Early today I fielded a call from a friend who casually asked about the definition of legal separation. I provided the textbook answer including the presumption while noting that this was one concept where ambiguity was on the rise. This afternoon’s Superior Court ruling in Pennington v. Pennington perfectly illustrated the point.

Everyone agrees that Lisa and Aaron Pennington were married in June 2008. Husband filed for divorce in Butler County in March 2016. In olden times separation was frequently defined as the date one spouse’s possessions were thrown onto the front law. The movie Tin Men from 1987 did a great job of capturing the moment.

Today, it has become complicated. While Aaron Pennington filed in 2016 it seems no one moved out. In fact, wife asserts that nothing changed. She argues that she continued to do the laundry, the shopping, and the cooking for Husband. She further notes that Husband requested a “hold” on the equitable distribution trial before the special master in 2019 so the parties tried marriage counseling.  According to Wife, Husband never took affirmative steps to move forward with the divorce until July 2021 (five years after the presumed date of separation), when Husband filed a motion to re-appoint the master.
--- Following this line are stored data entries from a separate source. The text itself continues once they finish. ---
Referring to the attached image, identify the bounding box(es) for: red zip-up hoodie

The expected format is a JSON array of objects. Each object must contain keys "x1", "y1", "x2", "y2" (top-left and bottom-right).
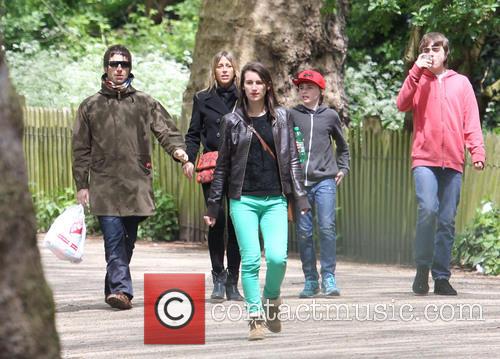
[{"x1": 397, "y1": 64, "x2": 485, "y2": 173}]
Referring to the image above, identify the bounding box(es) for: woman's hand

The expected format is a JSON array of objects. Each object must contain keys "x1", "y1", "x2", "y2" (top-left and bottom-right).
[
  {"x1": 183, "y1": 162, "x2": 195, "y2": 179},
  {"x1": 204, "y1": 216, "x2": 216, "y2": 227}
]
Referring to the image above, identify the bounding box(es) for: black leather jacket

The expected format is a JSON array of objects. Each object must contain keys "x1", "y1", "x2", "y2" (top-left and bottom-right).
[{"x1": 206, "y1": 107, "x2": 310, "y2": 218}]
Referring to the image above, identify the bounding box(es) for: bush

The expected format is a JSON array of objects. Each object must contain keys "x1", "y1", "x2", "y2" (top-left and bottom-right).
[
  {"x1": 33, "y1": 188, "x2": 100, "y2": 234},
  {"x1": 345, "y1": 55, "x2": 406, "y2": 130},
  {"x1": 453, "y1": 200, "x2": 500, "y2": 275},
  {"x1": 5, "y1": 44, "x2": 189, "y2": 117},
  {"x1": 345, "y1": 56, "x2": 404, "y2": 130},
  {"x1": 138, "y1": 188, "x2": 179, "y2": 241}
]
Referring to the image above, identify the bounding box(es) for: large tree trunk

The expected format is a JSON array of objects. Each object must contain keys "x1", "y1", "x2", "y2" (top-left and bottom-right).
[
  {"x1": 0, "y1": 40, "x2": 60, "y2": 357},
  {"x1": 178, "y1": 0, "x2": 349, "y2": 241},
  {"x1": 181, "y1": 0, "x2": 349, "y2": 129}
]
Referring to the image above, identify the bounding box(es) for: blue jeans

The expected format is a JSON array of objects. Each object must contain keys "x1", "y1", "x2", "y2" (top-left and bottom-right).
[
  {"x1": 413, "y1": 167, "x2": 462, "y2": 280},
  {"x1": 98, "y1": 216, "x2": 145, "y2": 299},
  {"x1": 296, "y1": 178, "x2": 337, "y2": 282}
]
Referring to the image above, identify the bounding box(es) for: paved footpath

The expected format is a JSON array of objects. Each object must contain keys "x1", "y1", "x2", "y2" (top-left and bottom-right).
[{"x1": 39, "y1": 236, "x2": 500, "y2": 359}]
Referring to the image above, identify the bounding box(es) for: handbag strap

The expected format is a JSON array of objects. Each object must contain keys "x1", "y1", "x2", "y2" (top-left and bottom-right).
[{"x1": 247, "y1": 124, "x2": 276, "y2": 162}]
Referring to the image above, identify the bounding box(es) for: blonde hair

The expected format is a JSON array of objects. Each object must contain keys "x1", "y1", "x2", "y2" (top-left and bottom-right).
[{"x1": 201, "y1": 51, "x2": 240, "y2": 93}]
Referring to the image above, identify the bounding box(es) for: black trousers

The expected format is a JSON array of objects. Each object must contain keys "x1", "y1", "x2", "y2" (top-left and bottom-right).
[{"x1": 202, "y1": 183, "x2": 241, "y2": 278}]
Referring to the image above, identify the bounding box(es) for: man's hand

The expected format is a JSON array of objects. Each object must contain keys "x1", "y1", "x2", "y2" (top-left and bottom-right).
[
  {"x1": 76, "y1": 189, "x2": 89, "y2": 206},
  {"x1": 183, "y1": 161, "x2": 195, "y2": 179},
  {"x1": 473, "y1": 161, "x2": 485, "y2": 171},
  {"x1": 415, "y1": 53, "x2": 433, "y2": 69},
  {"x1": 173, "y1": 149, "x2": 189, "y2": 164},
  {"x1": 204, "y1": 216, "x2": 216, "y2": 227},
  {"x1": 335, "y1": 170, "x2": 345, "y2": 186}
]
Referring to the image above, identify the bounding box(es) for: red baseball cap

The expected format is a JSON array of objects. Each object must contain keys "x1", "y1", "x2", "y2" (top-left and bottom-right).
[{"x1": 292, "y1": 70, "x2": 326, "y2": 89}]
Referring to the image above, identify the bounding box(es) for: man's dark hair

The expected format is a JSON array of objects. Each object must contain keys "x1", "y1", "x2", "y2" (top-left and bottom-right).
[{"x1": 103, "y1": 45, "x2": 132, "y2": 70}]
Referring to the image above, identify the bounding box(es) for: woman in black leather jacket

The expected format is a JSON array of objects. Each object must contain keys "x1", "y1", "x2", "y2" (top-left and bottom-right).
[
  {"x1": 204, "y1": 62, "x2": 310, "y2": 341},
  {"x1": 183, "y1": 51, "x2": 243, "y2": 302}
]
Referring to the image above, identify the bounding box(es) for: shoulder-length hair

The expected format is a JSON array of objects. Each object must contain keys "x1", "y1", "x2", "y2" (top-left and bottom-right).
[
  {"x1": 419, "y1": 32, "x2": 450, "y2": 67},
  {"x1": 200, "y1": 50, "x2": 240, "y2": 94},
  {"x1": 238, "y1": 62, "x2": 279, "y2": 121}
]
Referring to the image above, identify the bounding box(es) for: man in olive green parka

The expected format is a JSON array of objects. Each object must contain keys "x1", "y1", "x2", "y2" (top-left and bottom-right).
[{"x1": 72, "y1": 44, "x2": 188, "y2": 310}]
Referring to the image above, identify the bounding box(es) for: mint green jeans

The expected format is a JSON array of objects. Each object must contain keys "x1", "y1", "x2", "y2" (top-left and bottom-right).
[{"x1": 230, "y1": 195, "x2": 288, "y2": 315}]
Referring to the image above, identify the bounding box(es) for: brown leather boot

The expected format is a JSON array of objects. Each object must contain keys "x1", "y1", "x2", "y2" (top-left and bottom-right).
[
  {"x1": 263, "y1": 297, "x2": 282, "y2": 333},
  {"x1": 105, "y1": 292, "x2": 132, "y2": 310}
]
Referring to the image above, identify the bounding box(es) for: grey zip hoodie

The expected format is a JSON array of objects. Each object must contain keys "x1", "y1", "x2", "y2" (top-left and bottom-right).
[{"x1": 289, "y1": 104, "x2": 350, "y2": 186}]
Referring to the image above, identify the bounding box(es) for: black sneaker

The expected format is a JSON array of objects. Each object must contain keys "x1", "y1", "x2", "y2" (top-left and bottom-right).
[
  {"x1": 434, "y1": 279, "x2": 457, "y2": 295},
  {"x1": 412, "y1": 266, "x2": 429, "y2": 295}
]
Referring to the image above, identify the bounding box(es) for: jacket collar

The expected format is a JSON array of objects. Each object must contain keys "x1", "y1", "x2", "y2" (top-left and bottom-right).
[
  {"x1": 99, "y1": 74, "x2": 137, "y2": 98},
  {"x1": 203, "y1": 88, "x2": 233, "y2": 114}
]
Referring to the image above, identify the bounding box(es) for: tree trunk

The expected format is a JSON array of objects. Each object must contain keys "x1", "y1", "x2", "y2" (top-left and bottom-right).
[
  {"x1": 0, "y1": 40, "x2": 60, "y2": 358},
  {"x1": 178, "y1": 0, "x2": 349, "y2": 241},
  {"x1": 181, "y1": 0, "x2": 349, "y2": 129}
]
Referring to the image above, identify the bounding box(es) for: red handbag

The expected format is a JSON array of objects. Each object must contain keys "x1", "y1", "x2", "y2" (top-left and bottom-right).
[{"x1": 195, "y1": 151, "x2": 218, "y2": 184}]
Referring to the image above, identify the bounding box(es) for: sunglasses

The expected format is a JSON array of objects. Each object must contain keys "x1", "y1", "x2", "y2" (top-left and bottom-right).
[
  {"x1": 422, "y1": 46, "x2": 441, "y2": 53},
  {"x1": 108, "y1": 61, "x2": 131, "y2": 68}
]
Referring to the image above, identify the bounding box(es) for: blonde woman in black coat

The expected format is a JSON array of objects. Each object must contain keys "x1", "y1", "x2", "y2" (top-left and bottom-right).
[{"x1": 183, "y1": 51, "x2": 243, "y2": 302}]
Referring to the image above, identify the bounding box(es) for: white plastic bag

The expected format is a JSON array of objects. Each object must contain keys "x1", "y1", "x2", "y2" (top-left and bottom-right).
[{"x1": 44, "y1": 204, "x2": 86, "y2": 263}]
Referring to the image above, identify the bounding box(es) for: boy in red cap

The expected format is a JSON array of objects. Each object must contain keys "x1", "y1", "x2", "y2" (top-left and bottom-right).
[{"x1": 290, "y1": 70, "x2": 350, "y2": 298}]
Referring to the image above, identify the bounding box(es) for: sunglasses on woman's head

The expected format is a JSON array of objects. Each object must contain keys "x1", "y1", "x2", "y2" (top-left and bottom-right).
[{"x1": 108, "y1": 61, "x2": 131, "y2": 68}]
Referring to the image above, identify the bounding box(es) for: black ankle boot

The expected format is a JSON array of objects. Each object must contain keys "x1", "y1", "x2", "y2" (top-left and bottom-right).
[
  {"x1": 211, "y1": 270, "x2": 227, "y2": 303},
  {"x1": 434, "y1": 279, "x2": 457, "y2": 295},
  {"x1": 226, "y1": 271, "x2": 244, "y2": 301},
  {"x1": 412, "y1": 266, "x2": 430, "y2": 295}
]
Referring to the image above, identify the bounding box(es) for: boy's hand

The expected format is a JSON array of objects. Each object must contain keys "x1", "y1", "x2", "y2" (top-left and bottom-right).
[
  {"x1": 415, "y1": 53, "x2": 433, "y2": 69},
  {"x1": 473, "y1": 161, "x2": 484, "y2": 171},
  {"x1": 335, "y1": 170, "x2": 345, "y2": 185}
]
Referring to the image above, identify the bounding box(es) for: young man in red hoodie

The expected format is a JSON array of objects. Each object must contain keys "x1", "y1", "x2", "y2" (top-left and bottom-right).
[{"x1": 396, "y1": 32, "x2": 485, "y2": 296}]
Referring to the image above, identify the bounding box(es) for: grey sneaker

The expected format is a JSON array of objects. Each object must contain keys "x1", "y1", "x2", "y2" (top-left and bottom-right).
[{"x1": 322, "y1": 275, "x2": 340, "y2": 296}]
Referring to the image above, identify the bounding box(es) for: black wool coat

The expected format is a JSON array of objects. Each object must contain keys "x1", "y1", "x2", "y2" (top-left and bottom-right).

This occurs a lot. At times, there is no physical separation because the parties cannot afford two residences. But when “cohabitation” comes with laundry, shopping and food service, one does wonder why anyone gets divorced. The other facts that tend to preserve the “ties that bind” include an ongoing sexual relationship (lawyers are told it’s need and not desire based); continued attendance at family and public gatherings (“I needed to eat Easter dinner somewhere”) and common vacations (“We booked it a year ago”). During breaks in hearings on these subjects, judges often tease counsel about having to listen to all of this. “Counsel, couldn’t your clients find someone new to have sex or dinner with during the five years of separation? Really?”

In Pennington, the court latched onto an amendment to the Divorce Code that has been around since 2004. In that year 23 Pa.C.S. 3203 was amended creating a presumption of separation on the date a divorce action was served. In this case, that was in April 2016. The presumption is rebuttable but in this case, the court wasn’t having it despite wife’s testimony that she and husband continued with the rights and duties of a married couple despite the pending case.

It seems that Mrs. P put forth a pretty good defense to the presumption if she did all that she described after being served with a divorce complaint. But courts are chary to re-litigate these matters, especially when it was easily within wife’s power to say: “No dinner or laundry until your lawyer withdraws your divorce filing.” The Superior Court also notes the holding in Frey v. Frey, that a continuing sexual relationship, by itself, does not signal resumption of the marriage. 821 A. 2d 623 (Pa.S. 2003).  Courts are looking for “separate lives” while acknowledging that circumstances may make it unrealistic to reside under separate roofs. Meanwhile, in this case it seems that both the trial and Superior Courts were sticking with the presumption rather than enduring testimony about who took the trash out or whether the tax returns were joint or married/separate.